Michael Crider, PC Hardware Writer: What3Words
CES jest zwykle miejscem do pokazywania sprzętu, ale najbardziej innowacyjną rzeczą, jaką zobaczyłem w Vegas, była usługa i aplikacja łączona. What3Words to sposób na przekazanie komuś dokładnych, niezmiennych, dokładnych i łatwych do zapamiętania lokalizacji - alternatywa do zapisywania nazw ulic, numerów, kodów pocztowych, a nawet współrzędnych GPS.
Pomysł jest prosty: cała planeta jest posiekana na siatkę dziesięciostopowych kwadratów, z których każdy otrzymuje stałe oznaczenie trzech prostych słów.
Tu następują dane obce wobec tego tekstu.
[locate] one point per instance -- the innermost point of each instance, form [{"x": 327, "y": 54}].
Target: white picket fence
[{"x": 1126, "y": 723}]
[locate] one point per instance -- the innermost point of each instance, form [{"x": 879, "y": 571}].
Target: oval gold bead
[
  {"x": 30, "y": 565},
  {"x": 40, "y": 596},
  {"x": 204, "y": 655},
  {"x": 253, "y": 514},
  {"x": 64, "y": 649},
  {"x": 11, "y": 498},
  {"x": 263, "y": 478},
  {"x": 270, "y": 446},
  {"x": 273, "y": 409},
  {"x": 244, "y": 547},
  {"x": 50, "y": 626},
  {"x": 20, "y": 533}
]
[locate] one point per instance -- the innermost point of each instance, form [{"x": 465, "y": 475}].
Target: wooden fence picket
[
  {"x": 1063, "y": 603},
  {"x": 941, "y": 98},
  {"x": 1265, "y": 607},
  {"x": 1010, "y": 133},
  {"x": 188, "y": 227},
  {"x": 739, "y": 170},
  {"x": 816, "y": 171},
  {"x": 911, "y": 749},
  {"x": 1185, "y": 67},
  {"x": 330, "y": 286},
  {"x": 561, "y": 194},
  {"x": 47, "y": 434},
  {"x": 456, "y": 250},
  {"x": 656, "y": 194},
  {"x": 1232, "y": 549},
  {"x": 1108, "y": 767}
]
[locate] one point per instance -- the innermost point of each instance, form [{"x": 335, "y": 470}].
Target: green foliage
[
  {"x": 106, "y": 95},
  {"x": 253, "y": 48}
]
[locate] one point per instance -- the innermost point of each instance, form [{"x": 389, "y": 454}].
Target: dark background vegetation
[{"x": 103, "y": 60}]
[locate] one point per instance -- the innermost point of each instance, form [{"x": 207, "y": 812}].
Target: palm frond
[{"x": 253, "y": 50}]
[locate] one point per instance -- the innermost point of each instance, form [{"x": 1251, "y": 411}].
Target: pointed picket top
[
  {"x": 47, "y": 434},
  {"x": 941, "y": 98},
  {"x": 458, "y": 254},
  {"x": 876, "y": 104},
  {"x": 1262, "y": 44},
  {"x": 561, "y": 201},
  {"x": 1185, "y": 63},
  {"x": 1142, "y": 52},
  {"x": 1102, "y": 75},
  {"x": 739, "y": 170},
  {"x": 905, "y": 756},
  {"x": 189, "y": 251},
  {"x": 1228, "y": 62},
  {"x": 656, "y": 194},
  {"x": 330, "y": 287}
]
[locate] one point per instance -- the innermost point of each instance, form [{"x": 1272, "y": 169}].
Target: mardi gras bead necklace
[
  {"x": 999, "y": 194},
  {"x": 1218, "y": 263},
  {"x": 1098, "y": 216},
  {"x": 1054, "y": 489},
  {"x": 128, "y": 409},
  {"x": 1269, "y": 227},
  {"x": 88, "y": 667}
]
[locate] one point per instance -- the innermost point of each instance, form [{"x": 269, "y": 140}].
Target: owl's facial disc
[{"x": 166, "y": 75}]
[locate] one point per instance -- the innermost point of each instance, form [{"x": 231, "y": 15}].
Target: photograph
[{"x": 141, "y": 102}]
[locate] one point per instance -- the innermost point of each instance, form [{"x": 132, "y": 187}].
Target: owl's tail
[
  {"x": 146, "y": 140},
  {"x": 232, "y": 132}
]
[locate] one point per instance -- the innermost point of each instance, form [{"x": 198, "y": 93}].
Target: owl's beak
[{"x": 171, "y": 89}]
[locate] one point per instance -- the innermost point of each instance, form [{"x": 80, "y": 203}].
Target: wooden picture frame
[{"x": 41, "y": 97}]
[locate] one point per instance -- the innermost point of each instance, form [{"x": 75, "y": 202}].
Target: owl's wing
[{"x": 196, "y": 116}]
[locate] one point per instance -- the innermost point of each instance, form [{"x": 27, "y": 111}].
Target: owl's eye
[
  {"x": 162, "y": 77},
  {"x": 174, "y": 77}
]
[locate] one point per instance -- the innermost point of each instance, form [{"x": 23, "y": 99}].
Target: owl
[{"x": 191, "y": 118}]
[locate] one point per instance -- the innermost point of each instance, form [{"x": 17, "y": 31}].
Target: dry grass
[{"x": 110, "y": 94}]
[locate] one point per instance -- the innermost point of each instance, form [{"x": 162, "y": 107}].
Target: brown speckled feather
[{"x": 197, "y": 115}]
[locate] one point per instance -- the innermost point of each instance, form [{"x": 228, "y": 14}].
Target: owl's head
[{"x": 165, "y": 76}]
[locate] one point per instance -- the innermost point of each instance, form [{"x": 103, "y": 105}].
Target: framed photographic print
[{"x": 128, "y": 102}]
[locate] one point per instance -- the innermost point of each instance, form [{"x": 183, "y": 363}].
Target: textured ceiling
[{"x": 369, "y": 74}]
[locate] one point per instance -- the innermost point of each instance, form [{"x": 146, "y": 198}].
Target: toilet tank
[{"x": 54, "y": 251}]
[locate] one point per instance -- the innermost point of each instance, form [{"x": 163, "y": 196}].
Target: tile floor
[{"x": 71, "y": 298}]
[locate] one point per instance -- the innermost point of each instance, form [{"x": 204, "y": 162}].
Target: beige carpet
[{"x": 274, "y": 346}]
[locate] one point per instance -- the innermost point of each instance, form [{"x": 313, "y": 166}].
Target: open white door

Na przykład znak powitalny Las Vegas to "suffer.finds.awards." Lokalizacje działają w dowolnym języku, a algorytm zapewnia, że żadne dwa elementy nie są podobne w rozsądnie szerokim obszarze.
Idealnym przykładem są plenerowe lokale z szerokimi przestrzeniami i nielicznymi cechami wyróżniającymi: możesz powiedzieć "spotkaj mnie przy białym namiocie" na festiwalu muzycznym i być mniej niż pomocnym. Ale przejdź do "meet me at grass.billow.angry" i masz łatwo udostępniać lokalizację. Słabym punktem tej usługi są duże obszary wewnętrzne - na przykład sala konferencyjna CES - gdzie musi znajdować się wejście zamiast dokładnego GPS.
Wciąż myślę, że What3Words ma potencjał, aby być na telefonach wszystkich w ciągu najbliższych dwóch lub trzech lat, stając się największym krokiem naprzód osobistej nawigacji od czasu Google Maps. Obiecujący początek, otwarte podejście API i rosnąca lista partnerów integracyjnych z pewnością by to sugerowały.